Allí se habia encerrado "la pobre Mariposa".
Por más que lo intentaba A. no podía dejar de sentirse culpable como una rata sucia. Entonces empezó a recorrer las largas galerías del palacio de marfil donde residía. Bajaba largísimas escaleras y las volvía a subir, devanándose los sesos. Al fin ocurrió y el hombre alumbró a una idea madura:
" ¡Eureka! Si la última vez que me entrometí en sus asuntos, lo que está claro que fue una falta de respeto por mi parte, mandé construir aquel hermoso lago al pie de su habitación...¿Cómo no ha de perdonar mi nueva falta si le traigo el zoo más completo sobre la faz de la Tierra"
Y el infeliz iba repitiéndose los animales más raros e infrecuentes, para no olvidarse nada, mientras bajaba por una de las miles escaleras laberínticas.
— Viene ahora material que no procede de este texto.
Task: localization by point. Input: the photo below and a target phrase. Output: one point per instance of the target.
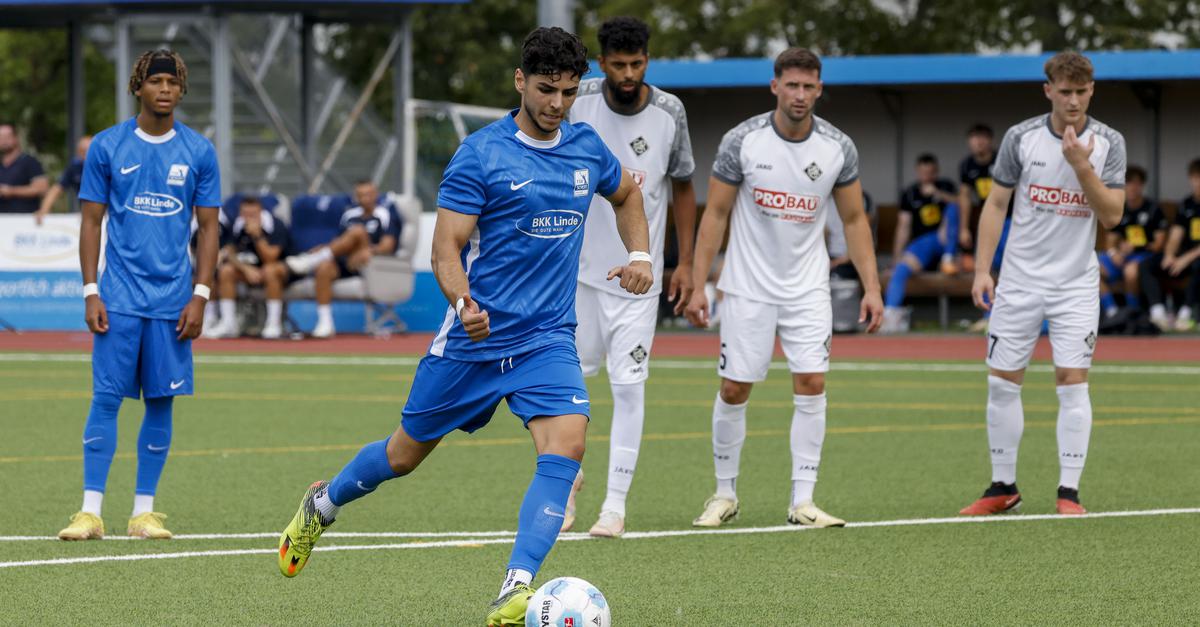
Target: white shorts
(1017, 322)
(618, 327)
(748, 335)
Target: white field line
(666, 364)
(490, 537)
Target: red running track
(904, 347)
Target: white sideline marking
(478, 538)
(666, 364)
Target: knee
(735, 392)
(809, 384)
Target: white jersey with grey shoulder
(777, 250)
(1051, 245)
(653, 145)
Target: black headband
(162, 65)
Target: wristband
(640, 256)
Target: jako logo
(785, 201)
(155, 204)
(551, 224)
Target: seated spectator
(927, 232)
(22, 178)
(70, 179)
(1180, 260)
(1141, 233)
(251, 255)
(366, 231)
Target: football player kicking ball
(1067, 171)
(505, 252)
(778, 174)
(147, 175)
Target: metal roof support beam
(355, 113)
(222, 101)
(402, 91)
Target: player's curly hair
(624, 35)
(552, 52)
(1069, 65)
(142, 66)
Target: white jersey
(777, 250)
(654, 148)
(1051, 245)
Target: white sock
(274, 312)
(628, 416)
(325, 506)
(808, 437)
(143, 503)
(1074, 430)
(514, 578)
(729, 435)
(1006, 423)
(91, 501)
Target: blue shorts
(141, 357)
(450, 394)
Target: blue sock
(363, 475)
(898, 285)
(154, 441)
(100, 441)
(541, 512)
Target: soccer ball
(568, 602)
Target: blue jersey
(522, 262)
(150, 186)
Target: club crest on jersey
(178, 174)
(582, 187)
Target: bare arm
(708, 242)
(450, 236)
(636, 278)
(991, 225)
(861, 246)
(684, 207)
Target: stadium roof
(53, 12)
(927, 69)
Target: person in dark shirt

Casi se topó con la puerta inmensa que daba a la entrada del palacio por culpa de su lista mental. Volvió a la realidad y quedó asombrado al comprobar que la puertas no cedían, estaban cerradas como por arte de magia.
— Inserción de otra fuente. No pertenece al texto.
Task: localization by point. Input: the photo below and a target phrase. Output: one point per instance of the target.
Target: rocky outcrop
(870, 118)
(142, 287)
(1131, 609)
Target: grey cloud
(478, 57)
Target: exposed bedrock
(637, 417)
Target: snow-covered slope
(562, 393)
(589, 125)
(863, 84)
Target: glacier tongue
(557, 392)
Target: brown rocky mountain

Gritó como un desalmado a los eunucos que la custodiaban al otro lado, pero o se habían equivocado de miembros al amputarles en su tierna edad o bien estaban dándole al opio en algún oscuro lugar lejos de su puesto de trabajo. Los maldijo en silencio y desanduvo el camino, así probó el segundo.
Las siguientes experiencias que vivió A. fueron réplicas, si no exactas, pues nada se repite con total exactitud en la existencia, parecidísimas.
Entonces recostado contra la puerta del centésimo laberinto, empezó a sudar como un gorrino y a mezclar esas secreciones con el elixir provinente de las glándulas lagrimales, desanduvo el camino que algunas horas antes hiciera a la carrera y cuando al fin, después de un eón, llegó a la habitación principal, como un autómata programado por el destino se inclinó ante las inmensas puertas que cerró aquella Mariposa y obligó a un ojo a adentrarse en el mundo que ofrecía la mirilla, mientras el otro se oprimía con fuerza.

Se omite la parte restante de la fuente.